In address to Spanish parliament, Pope Leo warns against global polarization and migrant discrimination
Pope Leo told the Spanish parliament that global polarisation and discriminatory policies against migrants constitute "a threat to human dignity." Addressed to Prime Minister Pedro Sánchez and MPs, the speech drew attention amid the EU's asylum-policy debates and the Vatican's growing diplomatic weight. On the second day of his visit to Madrid the pope visited reception institutions serving asylum-seekers in Toledo.

According to El País, Pope Leo's short but dense speech did not openly criticise recent tightening in European asylum systems but delivered an indirect message by saying that "borders must not turn into walls that erase people." The speech comes in the week in which Prime Minister Pedro Sánchez is bringing a migration-budget package before parliament for his coalition. A group of right-wing MPs sat in the audience and chose to remain silent during the address.

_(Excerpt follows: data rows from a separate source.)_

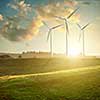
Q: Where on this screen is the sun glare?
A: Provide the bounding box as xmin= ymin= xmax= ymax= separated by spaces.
xmin=69 ymin=45 xmax=81 ymax=57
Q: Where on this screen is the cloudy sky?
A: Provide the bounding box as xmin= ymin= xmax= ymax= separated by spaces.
xmin=0 ymin=0 xmax=100 ymax=55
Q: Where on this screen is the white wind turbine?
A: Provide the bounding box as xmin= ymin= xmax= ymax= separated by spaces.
xmin=42 ymin=21 xmax=63 ymax=56
xmin=55 ymin=8 xmax=79 ymax=56
xmin=77 ymin=22 xmax=91 ymax=56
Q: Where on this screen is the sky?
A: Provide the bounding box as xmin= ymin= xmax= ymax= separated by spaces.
xmin=0 ymin=0 xmax=100 ymax=55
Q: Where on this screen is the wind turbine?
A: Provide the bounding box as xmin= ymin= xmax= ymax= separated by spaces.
xmin=42 ymin=21 xmax=63 ymax=56
xmin=55 ymin=8 xmax=79 ymax=56
xmin=77 ymin=22 xmax=90 ymax=56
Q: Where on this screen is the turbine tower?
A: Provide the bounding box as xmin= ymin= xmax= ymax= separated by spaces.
xmin=42 ymin=21 xmax=63 ymax=56
xmin=55 ymin=8 xmax=79 ymax=56
xmin=77 ymin=23 xmax=90 ymax=56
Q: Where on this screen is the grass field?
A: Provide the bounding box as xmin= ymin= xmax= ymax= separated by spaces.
xmin=0 ymin=58 xmax=100 ymax=76
xmin=0 ymin=58 xmax=100 ymax=100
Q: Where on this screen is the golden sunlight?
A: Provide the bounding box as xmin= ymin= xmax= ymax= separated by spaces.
xmin=69 ymin=44 xmax=81 ymax=57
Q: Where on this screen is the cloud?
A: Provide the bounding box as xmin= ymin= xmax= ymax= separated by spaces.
xmin=0 ymin=0 xmax=38 ymax=42
xmin=1 ymin=28 xmax=26 ymax=41
xmin=8 ymin=0 xmax=32 ymax=17
xmin=82 ymin=2 xmax=91 ymax=5
xmin=0 ymin=15 xmax=43 ymax=41
xmin=64 ymin=0 xmax=78 ymax=7
xmin=76 ymin=0 xmax=91 ymax=6
xmin=96 ymin=17 xmax=100 ymax=21
xmin=0 ymin=0 xmax=80 ymax=42
xmin=36 ymin=1 xmax=80 ymax=23
xmin=0 ymin=14 xmax=3 ymax=21
xmin=28 ymin=16 xmax=43 ymax=34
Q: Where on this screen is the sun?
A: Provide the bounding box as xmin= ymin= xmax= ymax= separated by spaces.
xmin=69 ymin=44 xmax=81 ymax=57
xmin=69 ymin=48 xmax=80 ymax=57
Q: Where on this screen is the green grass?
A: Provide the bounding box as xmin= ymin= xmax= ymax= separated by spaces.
xmin=0 ymin=58 xmax=100 ymax=100
xmin=0 ymin=58 xmax=100 ymax=76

Diplomatic sources at the Vatican told El País that Pope Leo had deliberately scheduled his Madrid visit ahead of the next migration debates in Poland, Italy and Hungary. The pope is preparing an audience in Rome for the week the EU Commission's new asylum package will be discussed; European Council president António Costa is also expected to attend. As anticipated, the pope chose not to name any leader or party.
In the afternoon in Toledo, the pope visited a centre run by Caritas Spain and migrant-housing associations and met undocumented migrant workers. The open-air mass in Madrid's embassy district was reported to have drawn around 90,000 people; Spain's interior ministry said security arrangements worked smoothly.